- Outfielder
- Born: December 8, 1990 (age 35) Snellville, Georgia, U.S.
- Bats: RightThrows: Right
- Stats at Baseball Reference

= Brandon Jacobs (baseball) =

American baseball player (born 1990)

Brandon Foster Jacobs (born December 8, 1990) is an American former professional baseball outfielder.

==Career==
===Boston Red Sox===
The Boston Red Sox drafted Jacobs in the tenth round of the 2009 Major League Baseball draft. Kevin Goldstein of Baseball Prospectus ranked Jacobs as the 46th best prospect in baseball prior to the 2012 season.

===Chicago White Sox===
On July 12, 2013, Jacobs was traded to the Chicago White Sox in exchange for pitcher Matt Thornton and cash. He was ranked the #7 ranked prospect in the White Sox organization. After the trade, Jacobs played for Double-A Birmingham Barons. He finished the 2013 season combined hitting .244 in 455 at bats, 33 doubles, 13 home runs, 66 runs batted in, 44 walks, 140 strikeouts, and 12 stolen bases.

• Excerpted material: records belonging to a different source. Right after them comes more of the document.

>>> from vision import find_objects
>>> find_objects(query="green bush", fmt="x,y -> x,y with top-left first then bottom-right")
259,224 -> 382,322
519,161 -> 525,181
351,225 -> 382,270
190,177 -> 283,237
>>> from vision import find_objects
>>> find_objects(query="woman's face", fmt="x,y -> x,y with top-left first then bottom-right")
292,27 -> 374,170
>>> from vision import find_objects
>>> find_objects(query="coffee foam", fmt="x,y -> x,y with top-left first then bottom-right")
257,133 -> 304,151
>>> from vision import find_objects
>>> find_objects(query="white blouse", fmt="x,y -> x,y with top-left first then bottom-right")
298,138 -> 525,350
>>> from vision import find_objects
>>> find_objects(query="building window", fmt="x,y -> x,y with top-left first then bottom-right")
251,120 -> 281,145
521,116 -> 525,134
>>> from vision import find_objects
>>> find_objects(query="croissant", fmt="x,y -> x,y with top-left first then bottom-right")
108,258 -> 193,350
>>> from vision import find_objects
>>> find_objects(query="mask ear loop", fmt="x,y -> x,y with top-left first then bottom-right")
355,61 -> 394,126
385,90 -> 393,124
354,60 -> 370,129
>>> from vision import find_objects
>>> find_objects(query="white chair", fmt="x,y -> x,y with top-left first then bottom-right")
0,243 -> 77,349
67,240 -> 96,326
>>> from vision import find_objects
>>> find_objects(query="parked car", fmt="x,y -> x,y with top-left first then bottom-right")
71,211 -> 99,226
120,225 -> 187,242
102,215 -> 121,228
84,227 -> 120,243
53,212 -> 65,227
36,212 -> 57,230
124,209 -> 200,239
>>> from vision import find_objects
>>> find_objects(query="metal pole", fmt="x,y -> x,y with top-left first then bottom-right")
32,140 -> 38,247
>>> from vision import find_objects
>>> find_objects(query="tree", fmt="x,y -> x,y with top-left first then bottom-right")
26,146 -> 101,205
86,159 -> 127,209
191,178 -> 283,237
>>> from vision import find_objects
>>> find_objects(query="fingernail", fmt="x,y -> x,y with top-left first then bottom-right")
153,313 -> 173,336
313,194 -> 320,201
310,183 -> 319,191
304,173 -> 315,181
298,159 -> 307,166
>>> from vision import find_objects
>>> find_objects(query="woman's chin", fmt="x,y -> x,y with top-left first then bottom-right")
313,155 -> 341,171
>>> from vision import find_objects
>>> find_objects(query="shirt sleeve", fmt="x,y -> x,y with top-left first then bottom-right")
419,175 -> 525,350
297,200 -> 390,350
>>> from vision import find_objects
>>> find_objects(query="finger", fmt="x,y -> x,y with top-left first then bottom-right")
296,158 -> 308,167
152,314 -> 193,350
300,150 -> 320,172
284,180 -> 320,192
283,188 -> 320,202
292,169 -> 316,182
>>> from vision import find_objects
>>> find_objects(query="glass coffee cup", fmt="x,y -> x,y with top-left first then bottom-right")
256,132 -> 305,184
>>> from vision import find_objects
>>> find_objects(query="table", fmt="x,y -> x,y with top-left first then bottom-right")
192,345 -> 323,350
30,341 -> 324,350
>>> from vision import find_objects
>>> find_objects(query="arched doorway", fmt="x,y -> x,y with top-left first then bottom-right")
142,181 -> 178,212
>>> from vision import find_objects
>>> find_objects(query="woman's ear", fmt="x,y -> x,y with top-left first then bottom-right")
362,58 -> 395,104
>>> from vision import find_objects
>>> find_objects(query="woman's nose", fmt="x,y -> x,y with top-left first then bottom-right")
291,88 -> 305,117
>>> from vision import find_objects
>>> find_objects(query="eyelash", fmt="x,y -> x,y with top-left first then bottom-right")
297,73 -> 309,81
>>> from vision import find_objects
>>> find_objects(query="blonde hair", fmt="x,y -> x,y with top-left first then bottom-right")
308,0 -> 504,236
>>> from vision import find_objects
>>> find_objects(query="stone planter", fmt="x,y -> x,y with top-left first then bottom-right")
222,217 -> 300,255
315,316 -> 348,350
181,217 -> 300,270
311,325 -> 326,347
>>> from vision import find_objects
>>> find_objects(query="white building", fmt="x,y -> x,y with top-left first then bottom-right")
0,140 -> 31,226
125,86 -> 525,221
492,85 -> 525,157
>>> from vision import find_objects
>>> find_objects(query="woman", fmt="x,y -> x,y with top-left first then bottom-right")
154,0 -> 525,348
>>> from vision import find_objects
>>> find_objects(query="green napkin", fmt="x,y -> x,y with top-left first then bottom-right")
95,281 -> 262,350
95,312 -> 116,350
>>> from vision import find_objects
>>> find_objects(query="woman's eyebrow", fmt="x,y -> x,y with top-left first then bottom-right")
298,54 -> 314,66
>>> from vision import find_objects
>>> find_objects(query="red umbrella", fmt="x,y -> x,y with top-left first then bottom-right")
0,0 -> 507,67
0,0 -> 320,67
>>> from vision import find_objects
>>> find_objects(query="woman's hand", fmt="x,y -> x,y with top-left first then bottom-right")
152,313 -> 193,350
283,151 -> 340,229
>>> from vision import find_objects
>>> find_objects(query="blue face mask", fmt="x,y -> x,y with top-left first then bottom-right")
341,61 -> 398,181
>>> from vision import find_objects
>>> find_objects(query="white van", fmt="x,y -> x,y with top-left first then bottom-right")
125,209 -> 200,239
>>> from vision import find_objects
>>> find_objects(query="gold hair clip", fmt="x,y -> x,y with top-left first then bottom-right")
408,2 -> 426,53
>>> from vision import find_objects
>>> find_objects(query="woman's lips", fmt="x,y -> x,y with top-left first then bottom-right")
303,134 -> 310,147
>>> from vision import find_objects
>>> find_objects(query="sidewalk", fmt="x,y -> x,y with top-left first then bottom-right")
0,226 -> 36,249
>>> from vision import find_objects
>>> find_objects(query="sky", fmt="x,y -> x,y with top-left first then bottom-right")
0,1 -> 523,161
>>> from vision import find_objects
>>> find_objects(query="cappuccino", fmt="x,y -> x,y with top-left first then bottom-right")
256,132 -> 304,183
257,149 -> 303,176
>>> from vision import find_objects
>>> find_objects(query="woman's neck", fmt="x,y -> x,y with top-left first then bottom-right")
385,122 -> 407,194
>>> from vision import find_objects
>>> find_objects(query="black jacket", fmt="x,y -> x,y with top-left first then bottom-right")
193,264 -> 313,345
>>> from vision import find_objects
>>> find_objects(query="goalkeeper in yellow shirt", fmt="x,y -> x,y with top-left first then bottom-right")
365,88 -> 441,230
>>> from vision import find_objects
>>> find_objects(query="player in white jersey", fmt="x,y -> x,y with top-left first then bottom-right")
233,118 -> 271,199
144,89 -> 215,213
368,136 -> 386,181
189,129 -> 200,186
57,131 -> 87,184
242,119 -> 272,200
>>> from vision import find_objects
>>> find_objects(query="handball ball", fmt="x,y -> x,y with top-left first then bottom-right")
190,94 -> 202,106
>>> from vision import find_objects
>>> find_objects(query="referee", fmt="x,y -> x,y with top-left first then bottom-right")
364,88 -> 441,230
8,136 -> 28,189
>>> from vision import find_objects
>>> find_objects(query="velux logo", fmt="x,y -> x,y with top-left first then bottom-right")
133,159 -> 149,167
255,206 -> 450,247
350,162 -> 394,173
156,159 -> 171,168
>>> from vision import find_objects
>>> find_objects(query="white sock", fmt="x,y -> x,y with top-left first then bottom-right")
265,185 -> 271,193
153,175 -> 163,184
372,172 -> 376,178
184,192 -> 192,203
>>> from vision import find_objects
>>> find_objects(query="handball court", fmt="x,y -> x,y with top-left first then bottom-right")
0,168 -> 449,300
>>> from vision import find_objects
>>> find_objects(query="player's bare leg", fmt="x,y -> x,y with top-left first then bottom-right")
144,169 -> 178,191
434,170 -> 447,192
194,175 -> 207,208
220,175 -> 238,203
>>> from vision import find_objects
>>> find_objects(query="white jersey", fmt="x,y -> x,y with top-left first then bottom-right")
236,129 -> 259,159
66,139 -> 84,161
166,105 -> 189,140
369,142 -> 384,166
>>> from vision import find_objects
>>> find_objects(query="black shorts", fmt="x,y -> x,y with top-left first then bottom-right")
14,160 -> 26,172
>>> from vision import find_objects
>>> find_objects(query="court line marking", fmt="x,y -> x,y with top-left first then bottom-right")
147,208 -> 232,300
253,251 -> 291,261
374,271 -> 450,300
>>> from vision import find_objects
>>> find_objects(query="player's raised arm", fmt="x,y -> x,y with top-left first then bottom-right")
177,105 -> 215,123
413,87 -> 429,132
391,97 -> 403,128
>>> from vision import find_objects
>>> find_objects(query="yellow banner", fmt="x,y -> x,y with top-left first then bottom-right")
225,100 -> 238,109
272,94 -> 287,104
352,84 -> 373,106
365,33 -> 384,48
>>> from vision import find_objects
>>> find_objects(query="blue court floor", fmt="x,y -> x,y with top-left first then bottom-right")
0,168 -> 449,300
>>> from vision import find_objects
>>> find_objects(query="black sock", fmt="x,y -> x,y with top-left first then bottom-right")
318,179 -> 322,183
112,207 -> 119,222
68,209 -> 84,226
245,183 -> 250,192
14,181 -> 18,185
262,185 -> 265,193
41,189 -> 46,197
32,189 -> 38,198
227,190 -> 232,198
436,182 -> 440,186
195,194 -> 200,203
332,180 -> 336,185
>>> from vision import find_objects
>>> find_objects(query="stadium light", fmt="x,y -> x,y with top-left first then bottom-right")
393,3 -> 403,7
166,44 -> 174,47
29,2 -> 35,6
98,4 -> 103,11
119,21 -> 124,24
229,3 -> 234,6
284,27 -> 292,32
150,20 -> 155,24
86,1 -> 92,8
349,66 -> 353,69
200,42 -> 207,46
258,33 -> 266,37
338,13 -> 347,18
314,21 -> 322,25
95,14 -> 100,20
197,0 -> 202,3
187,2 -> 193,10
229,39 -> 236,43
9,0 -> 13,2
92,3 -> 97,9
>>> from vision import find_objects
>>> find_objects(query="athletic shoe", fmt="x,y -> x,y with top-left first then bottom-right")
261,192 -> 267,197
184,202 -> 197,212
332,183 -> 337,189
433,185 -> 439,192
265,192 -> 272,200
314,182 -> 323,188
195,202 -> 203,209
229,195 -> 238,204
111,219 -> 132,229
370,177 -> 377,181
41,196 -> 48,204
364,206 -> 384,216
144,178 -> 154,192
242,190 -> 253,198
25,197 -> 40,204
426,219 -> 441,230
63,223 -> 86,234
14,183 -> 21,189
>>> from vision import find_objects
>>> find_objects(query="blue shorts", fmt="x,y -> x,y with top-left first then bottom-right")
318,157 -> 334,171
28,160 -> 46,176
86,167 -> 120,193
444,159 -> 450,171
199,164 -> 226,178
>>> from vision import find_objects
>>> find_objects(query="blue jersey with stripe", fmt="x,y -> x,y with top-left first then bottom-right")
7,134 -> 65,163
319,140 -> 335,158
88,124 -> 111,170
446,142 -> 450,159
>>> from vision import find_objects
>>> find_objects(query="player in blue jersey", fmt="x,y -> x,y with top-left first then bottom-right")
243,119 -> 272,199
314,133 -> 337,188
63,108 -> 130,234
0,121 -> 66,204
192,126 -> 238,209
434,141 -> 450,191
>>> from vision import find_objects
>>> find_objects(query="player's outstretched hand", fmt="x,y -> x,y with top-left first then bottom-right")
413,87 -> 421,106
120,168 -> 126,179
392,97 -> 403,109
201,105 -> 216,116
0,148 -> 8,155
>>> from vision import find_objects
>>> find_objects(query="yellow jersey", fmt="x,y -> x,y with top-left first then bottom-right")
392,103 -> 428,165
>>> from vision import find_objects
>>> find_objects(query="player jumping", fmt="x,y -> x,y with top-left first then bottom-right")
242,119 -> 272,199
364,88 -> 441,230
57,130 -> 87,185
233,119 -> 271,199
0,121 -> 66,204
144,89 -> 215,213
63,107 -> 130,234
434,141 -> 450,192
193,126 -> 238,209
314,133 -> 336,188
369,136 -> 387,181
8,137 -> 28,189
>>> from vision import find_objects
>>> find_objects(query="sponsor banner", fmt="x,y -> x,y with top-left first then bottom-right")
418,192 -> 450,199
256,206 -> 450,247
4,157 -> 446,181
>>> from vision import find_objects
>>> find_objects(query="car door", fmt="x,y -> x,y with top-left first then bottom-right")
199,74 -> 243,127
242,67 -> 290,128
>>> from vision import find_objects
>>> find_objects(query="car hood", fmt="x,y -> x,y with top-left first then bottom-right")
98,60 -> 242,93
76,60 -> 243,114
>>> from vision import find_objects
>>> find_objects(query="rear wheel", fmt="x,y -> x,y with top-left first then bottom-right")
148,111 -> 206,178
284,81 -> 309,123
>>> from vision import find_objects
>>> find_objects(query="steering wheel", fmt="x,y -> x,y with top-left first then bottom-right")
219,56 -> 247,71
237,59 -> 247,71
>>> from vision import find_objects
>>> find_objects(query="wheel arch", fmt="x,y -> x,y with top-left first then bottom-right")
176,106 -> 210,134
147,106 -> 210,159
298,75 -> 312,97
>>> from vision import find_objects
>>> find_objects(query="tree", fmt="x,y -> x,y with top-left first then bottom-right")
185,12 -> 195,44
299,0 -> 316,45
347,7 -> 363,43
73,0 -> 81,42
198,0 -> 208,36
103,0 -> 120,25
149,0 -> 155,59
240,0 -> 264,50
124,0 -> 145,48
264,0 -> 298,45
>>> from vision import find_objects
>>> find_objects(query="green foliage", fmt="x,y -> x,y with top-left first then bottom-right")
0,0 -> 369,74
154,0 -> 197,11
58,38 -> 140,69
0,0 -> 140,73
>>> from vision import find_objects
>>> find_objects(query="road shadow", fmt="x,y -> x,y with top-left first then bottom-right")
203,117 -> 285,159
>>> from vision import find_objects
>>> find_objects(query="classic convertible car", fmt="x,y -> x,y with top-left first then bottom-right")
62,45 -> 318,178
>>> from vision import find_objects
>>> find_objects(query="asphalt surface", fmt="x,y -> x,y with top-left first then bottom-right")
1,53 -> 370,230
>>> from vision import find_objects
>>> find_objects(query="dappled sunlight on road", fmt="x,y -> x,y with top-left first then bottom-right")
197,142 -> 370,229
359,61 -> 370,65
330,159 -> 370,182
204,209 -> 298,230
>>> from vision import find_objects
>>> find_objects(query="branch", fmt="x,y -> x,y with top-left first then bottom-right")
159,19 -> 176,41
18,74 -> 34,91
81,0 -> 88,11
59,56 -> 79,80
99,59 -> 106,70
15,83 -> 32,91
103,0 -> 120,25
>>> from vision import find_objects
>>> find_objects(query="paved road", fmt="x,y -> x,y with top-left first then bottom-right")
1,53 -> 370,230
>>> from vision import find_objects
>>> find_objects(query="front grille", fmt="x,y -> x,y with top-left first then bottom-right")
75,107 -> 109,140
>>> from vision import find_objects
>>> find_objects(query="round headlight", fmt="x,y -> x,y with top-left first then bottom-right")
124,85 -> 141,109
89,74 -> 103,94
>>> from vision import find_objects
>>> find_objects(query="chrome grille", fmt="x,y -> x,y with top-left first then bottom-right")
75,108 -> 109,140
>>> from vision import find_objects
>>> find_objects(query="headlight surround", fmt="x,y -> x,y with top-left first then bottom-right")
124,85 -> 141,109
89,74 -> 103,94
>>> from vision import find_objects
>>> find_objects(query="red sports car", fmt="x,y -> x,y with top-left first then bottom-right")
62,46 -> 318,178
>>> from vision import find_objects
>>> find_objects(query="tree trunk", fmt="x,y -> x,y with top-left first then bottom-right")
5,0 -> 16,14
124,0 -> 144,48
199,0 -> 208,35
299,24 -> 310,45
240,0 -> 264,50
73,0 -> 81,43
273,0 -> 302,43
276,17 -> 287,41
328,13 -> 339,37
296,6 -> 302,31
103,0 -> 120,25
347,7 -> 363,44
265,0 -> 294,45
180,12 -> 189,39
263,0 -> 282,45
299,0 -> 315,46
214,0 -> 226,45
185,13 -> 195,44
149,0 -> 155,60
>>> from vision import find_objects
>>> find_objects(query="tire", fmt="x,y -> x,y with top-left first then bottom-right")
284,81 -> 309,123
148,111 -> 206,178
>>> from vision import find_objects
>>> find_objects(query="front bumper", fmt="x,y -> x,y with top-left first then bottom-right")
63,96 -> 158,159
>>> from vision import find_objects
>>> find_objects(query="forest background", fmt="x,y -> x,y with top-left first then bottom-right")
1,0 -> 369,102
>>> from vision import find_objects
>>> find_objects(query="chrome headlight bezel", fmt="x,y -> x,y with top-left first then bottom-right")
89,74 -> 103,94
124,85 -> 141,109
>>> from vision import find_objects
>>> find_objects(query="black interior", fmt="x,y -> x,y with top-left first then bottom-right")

===Arizona Diamondbacks===
On December 10, 2013, Jacobs was traded to the Arizona Diamondbacks alongside Mark Trumbo and A. J. Schugel as part of a three-team trade that saw the Los Angeles Angels acquire Hector Santiago and the White Sox acquire Adam Eaton.

===Traverse City Beach Bums===
On January 10, 2015, Jacobs signed a minor league contract with the Kansas City Royals, but he was released during spring training. On April 10, he signed with the Traverse City Beach Bums of the independent Frontier League.